Em textos separados no
encarte, Lonnie conta que Van Morrison tem um estilo incomum de
tocar skiffle ao violão, como se fosse um elo do jovem
Mudy Waters com Slam Stuart.
Chris Barber relembra dos momentos
de puro prazer durante os shows e recomenda o disco "a todos
vocês". Reverente, Van fala de sua paixão pelo
estilo e diz que é um prazer "voltar a tocar skiffle
novamente nas 'esquinas', com velhos/novos amigos, que tanto me
inspiraram."
Vários momentos
transbordam no disco, como a abertura com "It Takes a Worried
Man", com vocais de Lonnie e Chris.
O
disco acabou tendo um compacto de trabalho, I Wanna Go
Home.
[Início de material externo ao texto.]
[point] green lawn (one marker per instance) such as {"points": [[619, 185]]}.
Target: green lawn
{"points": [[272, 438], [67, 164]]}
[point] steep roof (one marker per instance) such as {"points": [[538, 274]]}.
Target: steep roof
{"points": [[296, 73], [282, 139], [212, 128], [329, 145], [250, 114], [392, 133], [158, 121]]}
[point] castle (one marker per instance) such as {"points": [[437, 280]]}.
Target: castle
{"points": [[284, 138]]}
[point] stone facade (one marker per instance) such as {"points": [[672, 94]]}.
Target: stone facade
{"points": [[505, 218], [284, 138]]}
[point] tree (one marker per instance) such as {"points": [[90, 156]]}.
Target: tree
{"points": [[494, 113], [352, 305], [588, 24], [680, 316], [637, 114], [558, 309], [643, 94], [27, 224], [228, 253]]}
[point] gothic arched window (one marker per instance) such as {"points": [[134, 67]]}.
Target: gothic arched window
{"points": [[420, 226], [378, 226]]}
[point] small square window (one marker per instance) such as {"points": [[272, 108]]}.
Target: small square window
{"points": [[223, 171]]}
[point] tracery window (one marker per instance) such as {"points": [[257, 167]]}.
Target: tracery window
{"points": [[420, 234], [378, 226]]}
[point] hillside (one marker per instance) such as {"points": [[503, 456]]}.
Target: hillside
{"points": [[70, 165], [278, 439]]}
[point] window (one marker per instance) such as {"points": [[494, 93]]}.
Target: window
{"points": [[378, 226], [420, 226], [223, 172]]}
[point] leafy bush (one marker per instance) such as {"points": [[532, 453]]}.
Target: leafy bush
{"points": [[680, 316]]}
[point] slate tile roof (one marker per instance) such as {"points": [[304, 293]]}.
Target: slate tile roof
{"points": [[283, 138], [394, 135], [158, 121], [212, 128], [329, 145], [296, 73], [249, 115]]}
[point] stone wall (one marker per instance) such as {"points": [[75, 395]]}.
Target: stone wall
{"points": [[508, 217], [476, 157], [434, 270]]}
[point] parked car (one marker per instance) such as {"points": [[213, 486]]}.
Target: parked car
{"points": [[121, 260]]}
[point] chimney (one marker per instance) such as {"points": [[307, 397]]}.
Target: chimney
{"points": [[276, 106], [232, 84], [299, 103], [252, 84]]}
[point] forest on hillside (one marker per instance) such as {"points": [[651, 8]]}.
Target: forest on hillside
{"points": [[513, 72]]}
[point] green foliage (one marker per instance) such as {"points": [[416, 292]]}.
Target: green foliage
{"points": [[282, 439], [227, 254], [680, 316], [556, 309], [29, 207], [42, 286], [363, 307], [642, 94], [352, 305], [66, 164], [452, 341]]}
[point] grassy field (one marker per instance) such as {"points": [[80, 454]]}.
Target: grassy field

Infelizmente, o CD se encontra fora de catálogo,
mas não se descabele, pois já há está
planejado um relançamento - assim como outros títulos
de Van - em janeiro de 2009. Por enquanto, o jeito é ir
abaixando pela internet ou pegar uma cópia emprestada (menos
a minha, é claro).
Se quiser saber mais sobre
o skiffle, acesse um esclarecedor texto sobre o estilo
clicando aqui.
Um abraço e até
a próxima coluna.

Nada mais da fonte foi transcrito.